Position Embeddings: BERT learns and uses positional embeddings to express the position of words in a sentence. These are added to overcome the limitation of the Transformer which, unlike an RNN, is not able to capture “sequence” or “order” information
Segment Embeddings: BERT can also take sentence pairs as inputs for tasks (Question-Answering). That’s why it learns a unique embedding for the first and the second sentences to help the model distinguish between them. In the above example, all the tokens marked as EA belong to sentence A (and similarly for EB)
Token Embeddings: These are the embeddings learned for the specific token from the WordPiece token vocabulary
Figure 4: source: Google paper(https://arxiv.org/pdf/1810.04805.pdf)
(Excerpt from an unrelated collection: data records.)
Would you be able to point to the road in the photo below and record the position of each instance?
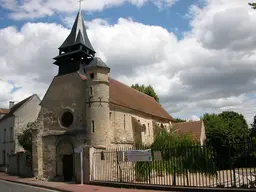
(13, 187)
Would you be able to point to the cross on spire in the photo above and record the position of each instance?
(80, 2)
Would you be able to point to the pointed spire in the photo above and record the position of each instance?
(78, 34)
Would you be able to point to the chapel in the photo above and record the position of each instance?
(84, 106)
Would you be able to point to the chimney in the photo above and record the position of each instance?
(11, 104)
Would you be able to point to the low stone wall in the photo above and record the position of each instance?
(19, 165)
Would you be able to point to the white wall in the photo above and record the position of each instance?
(6, 139)
(17, 123)
(26, 114)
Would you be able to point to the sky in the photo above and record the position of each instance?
(199, 55)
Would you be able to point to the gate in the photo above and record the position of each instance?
(195, 166)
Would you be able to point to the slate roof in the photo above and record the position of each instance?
(78, 34)
(16, 107)
(123, 95)
(193, 127)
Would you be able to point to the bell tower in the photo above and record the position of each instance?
(97, 105)
(76, 51)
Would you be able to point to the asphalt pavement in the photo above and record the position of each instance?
(14, 187)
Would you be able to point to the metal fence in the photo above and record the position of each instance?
(195, 166)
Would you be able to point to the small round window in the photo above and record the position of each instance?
(67, 119)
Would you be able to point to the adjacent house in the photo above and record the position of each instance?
(13, 123)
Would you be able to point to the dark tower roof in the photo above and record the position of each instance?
(76, 52)
(78, 34)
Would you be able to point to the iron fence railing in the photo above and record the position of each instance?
(194, 166)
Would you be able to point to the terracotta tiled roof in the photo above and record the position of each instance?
(193, 127)
(126, 96)
(123, 95)
(4, 111)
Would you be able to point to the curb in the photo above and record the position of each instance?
(36, 185)
(166, 188)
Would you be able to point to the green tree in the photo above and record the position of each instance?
(181, 154)
(149, 90)
(222, 131)
(253, 5)
(253, 128)
(178, 120)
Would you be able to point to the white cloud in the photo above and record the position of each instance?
(40, 8)
(200, 73)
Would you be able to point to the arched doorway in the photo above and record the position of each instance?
(65, 159)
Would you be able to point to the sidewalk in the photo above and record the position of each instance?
(65, 187)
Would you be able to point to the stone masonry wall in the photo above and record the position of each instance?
(122, 126)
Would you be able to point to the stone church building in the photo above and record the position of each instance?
(85, 106)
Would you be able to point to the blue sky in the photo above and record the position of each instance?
(176, 65)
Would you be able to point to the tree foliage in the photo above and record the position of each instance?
(222, 131)
(253, 128)
(253, 5)
(178, 120)
(149, 90)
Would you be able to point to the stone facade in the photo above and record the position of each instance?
(80, 109)
(96, 123)
(14, 124)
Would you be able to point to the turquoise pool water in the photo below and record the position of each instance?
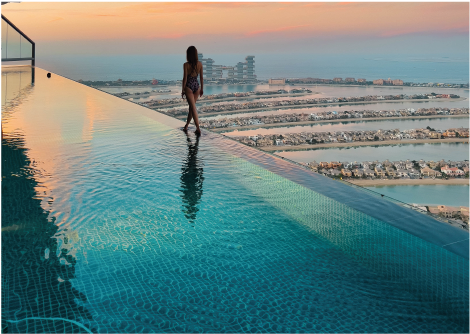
(115, 221)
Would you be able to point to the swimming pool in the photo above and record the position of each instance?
(115, 221)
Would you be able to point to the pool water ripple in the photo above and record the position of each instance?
(139, 228)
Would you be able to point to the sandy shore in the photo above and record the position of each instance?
(371, 143)
(296, 106)
(401, 182)
(234, 98)
(352, 120)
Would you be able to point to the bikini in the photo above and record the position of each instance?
(192, 83)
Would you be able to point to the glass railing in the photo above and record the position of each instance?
(16, 46)
(112, 211)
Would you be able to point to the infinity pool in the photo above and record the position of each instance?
(115, 221)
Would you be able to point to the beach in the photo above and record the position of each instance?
(408, 182)
(362, 143)
(239, 111)
(290, 124)
(231, 98)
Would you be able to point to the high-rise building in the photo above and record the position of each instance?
(240, 67)
(241, 71)
(250, 68)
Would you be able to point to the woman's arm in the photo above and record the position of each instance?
(202, 82)
(184, 80)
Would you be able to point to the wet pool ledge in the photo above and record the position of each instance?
(115, 221)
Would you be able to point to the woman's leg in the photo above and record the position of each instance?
(192, 98)
(188, 93)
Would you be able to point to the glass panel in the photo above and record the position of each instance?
(26, 48)
(4, 38)
(13, 43)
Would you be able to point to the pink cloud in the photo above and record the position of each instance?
(268, 31)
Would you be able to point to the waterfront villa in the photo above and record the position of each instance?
(426, 171)
(452, 171)
(379, 172)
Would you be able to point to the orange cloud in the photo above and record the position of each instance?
(257, 32)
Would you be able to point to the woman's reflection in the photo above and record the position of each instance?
(191, 181)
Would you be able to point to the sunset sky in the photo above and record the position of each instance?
(218, 27)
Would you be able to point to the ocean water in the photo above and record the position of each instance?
(115, 221)
(454, 69)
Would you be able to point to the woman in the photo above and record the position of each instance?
(192, 68)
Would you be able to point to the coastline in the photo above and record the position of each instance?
(235, 98)
(296, 106)
(352, 120)
(409, 182)
(354, 144)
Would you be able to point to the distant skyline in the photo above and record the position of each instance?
(97, 28)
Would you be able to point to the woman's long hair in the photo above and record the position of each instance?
(191, 57)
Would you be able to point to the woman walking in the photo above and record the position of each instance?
(192, 68)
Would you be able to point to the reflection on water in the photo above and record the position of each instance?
(36, 275)
(191, 180)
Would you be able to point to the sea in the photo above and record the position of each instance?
(417, 68)
(442, 68)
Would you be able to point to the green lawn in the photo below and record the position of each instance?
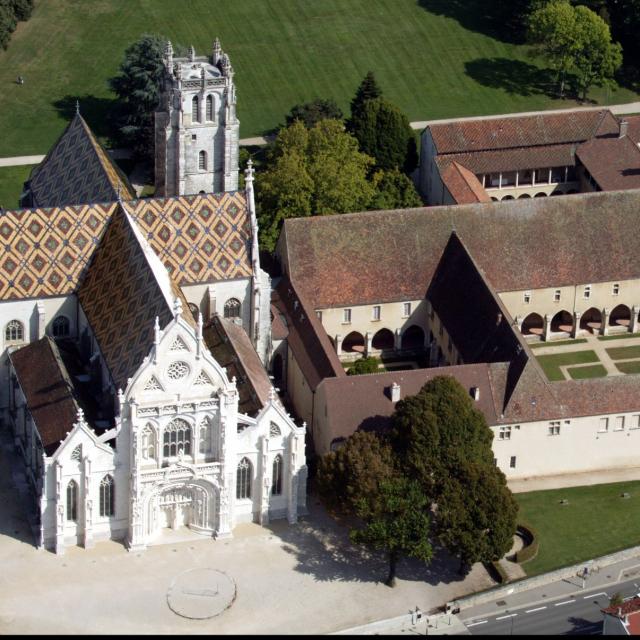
(620, 336)
(623, 353)
(597, 521)
(629, 367)
(593, 371)
(551, 363)
(11, 181)
(283, 52)
(559, 343)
BERT is pre-trained on two NLP tasks:
Masked Language Modeling
It uses bidirectional MLM(Masked/attention Language Model). MLM builds relationships between words. MLM means masking 15% of the words randomly and predicting the masked words using the softmax() function. This MLM is called bidirectional since it trains by looking at the left side of the target/masked/attention word and right side of the masked word and also uses the entire sentence to determine the context. The softmax function is an activation function in the output layer of neural network models that predict a multinomial probability distribution.
Next Sentence Prediction(NSP)
NSP is very important to BERT which builds the relationship between sentences. NSP is a binary classification task, the data can be easily generated from any corpus by splitting it into sentence pairs. The task is simple. Given two sentences – A and B, BERT has to determine whether B is the actual next sentence that comes after A or if it’s random. Consider that we have a text dataset of 100,000 sentences. So, there will be 50,000 training examples or pairs of sentences as the training data.
For 50% of the pairs, the second sentence would actually be the next sentence to the first sentence
For the remaining 50% of the pairs, the second sentence would be a random sentence from the corpus
BERT would label ‘is next’ for the first case and ‘NotNext’ for the second case
And this is how BERT is able to become a true task-agnostic model. It combines both the Masked Language Model (MLM) and the Next Sentence Prediction (NSP) pre-training tasks.
BERT is conceptually simple and empirically powerful. It obtains new state-of-the-art results on eleven natural language processing tasks, GLUE 80.5%, MultiNLI 86.7%, SQuAD 93.2%.